Inference Speed vs. FLOPs/Accuracy: MobileNetV2 is very slow with small FLOPs, possibly due to excessively high MAC. Although MobileNetV1 is less accurate, it is very fast on GPU, even surpassing ShuffleNetV2, possibly because it better meets previous design guidelines, especially G3, with MobileNetV1’s fragments being even smaller than ShuffleNetV2. Additionally, IGCV2 and IGCV3 are very slow, possibly due to excessive use of group conv, and these phenomena are consistent with our design guidelines. Current automatically searched neural network structures are relatively slow, likely due to having too many fragments, which violates G3, but this research direction is still promising. In terms of accuracy vs. speed, ShuffleNetV2 performs best on both GPU and CPU platforms.
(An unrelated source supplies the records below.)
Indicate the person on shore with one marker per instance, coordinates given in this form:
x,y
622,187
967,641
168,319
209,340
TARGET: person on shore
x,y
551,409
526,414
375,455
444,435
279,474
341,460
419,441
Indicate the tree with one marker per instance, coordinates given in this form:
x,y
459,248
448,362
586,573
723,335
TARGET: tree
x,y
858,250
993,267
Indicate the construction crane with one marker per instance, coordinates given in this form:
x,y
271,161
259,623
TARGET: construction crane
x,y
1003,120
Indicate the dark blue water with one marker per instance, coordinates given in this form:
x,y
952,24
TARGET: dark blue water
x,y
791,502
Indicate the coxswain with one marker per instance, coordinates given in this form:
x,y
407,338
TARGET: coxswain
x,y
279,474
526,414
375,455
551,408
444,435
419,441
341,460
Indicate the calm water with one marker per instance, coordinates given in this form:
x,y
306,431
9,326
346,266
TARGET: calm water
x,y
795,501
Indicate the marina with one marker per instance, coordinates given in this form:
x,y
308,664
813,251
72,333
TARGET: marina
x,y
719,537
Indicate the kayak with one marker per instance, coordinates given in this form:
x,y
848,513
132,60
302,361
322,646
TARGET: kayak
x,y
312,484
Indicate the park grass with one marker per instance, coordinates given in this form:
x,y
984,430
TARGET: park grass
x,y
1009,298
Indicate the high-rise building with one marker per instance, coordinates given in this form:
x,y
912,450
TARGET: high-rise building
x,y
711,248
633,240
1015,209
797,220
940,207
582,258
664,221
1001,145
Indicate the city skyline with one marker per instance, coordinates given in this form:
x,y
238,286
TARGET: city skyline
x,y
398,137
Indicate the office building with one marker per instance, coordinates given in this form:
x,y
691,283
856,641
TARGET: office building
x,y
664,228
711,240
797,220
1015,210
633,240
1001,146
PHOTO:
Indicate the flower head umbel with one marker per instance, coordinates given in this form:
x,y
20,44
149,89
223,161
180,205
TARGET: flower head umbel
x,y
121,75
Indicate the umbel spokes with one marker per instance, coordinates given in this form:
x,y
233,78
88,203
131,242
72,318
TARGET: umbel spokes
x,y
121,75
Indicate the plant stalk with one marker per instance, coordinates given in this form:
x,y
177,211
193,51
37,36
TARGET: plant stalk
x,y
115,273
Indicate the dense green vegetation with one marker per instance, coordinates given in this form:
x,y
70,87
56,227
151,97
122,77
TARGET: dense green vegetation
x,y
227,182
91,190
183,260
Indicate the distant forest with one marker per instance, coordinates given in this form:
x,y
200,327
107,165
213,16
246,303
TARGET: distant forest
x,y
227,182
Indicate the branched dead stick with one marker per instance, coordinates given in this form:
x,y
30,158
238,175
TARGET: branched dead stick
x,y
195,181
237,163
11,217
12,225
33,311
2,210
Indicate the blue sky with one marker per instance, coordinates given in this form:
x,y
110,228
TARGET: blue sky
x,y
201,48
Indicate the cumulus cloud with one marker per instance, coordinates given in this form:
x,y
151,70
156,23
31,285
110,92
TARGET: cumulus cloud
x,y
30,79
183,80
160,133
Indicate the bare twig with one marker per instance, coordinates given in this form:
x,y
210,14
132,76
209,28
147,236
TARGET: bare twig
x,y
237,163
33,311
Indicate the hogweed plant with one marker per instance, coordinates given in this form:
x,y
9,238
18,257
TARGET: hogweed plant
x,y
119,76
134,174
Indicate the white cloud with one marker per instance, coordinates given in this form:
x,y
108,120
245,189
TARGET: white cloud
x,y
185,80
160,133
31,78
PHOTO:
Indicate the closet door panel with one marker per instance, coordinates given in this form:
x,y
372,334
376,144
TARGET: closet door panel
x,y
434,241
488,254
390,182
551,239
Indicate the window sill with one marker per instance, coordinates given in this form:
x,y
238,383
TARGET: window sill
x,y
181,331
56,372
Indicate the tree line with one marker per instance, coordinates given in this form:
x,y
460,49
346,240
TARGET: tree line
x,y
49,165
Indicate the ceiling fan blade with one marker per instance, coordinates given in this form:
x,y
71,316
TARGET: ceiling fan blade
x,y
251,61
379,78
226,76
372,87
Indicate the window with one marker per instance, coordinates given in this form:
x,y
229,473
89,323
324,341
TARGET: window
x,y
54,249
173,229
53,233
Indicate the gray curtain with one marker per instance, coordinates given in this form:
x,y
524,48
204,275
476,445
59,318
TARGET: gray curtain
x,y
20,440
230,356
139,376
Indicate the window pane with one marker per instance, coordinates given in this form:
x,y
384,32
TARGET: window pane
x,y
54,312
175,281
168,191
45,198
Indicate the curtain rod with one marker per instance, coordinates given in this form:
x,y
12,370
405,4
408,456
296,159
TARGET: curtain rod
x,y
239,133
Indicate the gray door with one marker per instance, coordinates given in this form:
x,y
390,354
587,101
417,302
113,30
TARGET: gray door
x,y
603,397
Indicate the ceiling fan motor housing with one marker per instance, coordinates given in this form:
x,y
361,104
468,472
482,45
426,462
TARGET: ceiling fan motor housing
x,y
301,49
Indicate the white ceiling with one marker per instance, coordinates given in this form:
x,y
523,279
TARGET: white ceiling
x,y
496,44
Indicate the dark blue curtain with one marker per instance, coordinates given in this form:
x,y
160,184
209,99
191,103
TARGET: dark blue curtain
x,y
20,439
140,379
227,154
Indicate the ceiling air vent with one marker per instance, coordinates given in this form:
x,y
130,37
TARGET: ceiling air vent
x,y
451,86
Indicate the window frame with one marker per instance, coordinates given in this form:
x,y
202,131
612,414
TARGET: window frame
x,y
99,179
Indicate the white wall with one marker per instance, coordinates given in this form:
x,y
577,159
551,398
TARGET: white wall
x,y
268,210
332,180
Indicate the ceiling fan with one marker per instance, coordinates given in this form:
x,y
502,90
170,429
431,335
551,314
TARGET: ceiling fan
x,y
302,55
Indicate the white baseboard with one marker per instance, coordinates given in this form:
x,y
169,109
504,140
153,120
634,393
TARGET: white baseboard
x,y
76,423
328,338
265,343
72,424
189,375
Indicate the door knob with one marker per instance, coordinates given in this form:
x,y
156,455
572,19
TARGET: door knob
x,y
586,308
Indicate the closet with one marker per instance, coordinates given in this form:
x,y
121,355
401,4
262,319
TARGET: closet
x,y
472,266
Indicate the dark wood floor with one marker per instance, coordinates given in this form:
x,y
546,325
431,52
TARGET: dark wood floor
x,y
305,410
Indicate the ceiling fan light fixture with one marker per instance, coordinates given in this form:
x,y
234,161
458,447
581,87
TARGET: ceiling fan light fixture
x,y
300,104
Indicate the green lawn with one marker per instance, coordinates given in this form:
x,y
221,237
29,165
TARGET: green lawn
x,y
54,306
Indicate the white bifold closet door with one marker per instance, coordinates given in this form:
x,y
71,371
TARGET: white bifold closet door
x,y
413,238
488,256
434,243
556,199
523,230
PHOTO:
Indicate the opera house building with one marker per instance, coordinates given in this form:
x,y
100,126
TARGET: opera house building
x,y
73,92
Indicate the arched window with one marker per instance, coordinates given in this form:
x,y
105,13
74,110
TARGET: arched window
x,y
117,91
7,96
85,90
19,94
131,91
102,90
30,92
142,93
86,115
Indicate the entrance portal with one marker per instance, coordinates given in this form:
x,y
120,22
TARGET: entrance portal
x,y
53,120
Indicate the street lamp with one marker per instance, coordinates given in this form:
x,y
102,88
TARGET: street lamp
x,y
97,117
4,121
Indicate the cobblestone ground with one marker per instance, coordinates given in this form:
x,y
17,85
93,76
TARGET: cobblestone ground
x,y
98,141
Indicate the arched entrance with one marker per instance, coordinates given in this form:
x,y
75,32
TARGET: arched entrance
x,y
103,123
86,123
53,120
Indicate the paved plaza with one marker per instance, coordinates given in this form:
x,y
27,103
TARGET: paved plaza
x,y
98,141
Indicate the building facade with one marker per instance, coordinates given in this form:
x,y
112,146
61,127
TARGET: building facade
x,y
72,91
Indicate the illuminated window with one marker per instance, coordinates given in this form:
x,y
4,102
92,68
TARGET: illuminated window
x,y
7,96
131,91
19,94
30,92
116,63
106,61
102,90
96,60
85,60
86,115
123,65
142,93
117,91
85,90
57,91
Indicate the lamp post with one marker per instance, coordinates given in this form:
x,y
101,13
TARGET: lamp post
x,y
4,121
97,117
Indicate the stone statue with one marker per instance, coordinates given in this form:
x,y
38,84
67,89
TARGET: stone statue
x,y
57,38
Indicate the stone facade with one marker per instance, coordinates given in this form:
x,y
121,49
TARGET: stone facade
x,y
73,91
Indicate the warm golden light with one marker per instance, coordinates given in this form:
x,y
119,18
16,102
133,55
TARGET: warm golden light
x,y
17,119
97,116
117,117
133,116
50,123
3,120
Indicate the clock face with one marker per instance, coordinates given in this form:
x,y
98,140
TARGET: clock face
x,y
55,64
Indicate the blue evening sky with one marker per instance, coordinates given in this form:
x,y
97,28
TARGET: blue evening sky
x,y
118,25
Compatibility with other methods: When combined with other structures, such as SE (squeeze and excitation), ShuffleNetV2’s classification accuracy improves, indicating good compatibility.

Generalization to Large: ShuffleNetV2 also performs well as a large model, but when made very deep, residual connections are added to speed up convergence.

Object Detection: Its generalization performance was evaluated on the COCO dataset using the state-of-the-art lightweight detector Light-Head RCNN as the framework. It was trained on ImageNet and then fine-tuned for detection tasks. It was later found that Xception is better at detection tasks, possibly due to larger receptive fields in blocks. Inspired by this, a 3x3 depthwise conv was added before the first 1x1 conv, ultimately improving performance with a slight increase in FLOPs. Additionally, under detection tasks, the speed difference between different models is smaller than in classification tasks (excluding data copy overhead and detection-specific overhead). ShuffleNetV2* has the best accuracy and is faster than other methods, which raises another practical issue: how to increase receptive field size, which is crucial in high-resolution image object detection.

5. Conclusion

Network design should consider direct metrics rather than indirect metrics, providing effective guidelines for structural design and an efficient neural network, ShuffleNetV2. Comprehensive experiments fully demonstrate the model’s effectiveness, and it is hoped that this work will lead to more platform-related and practical network designs.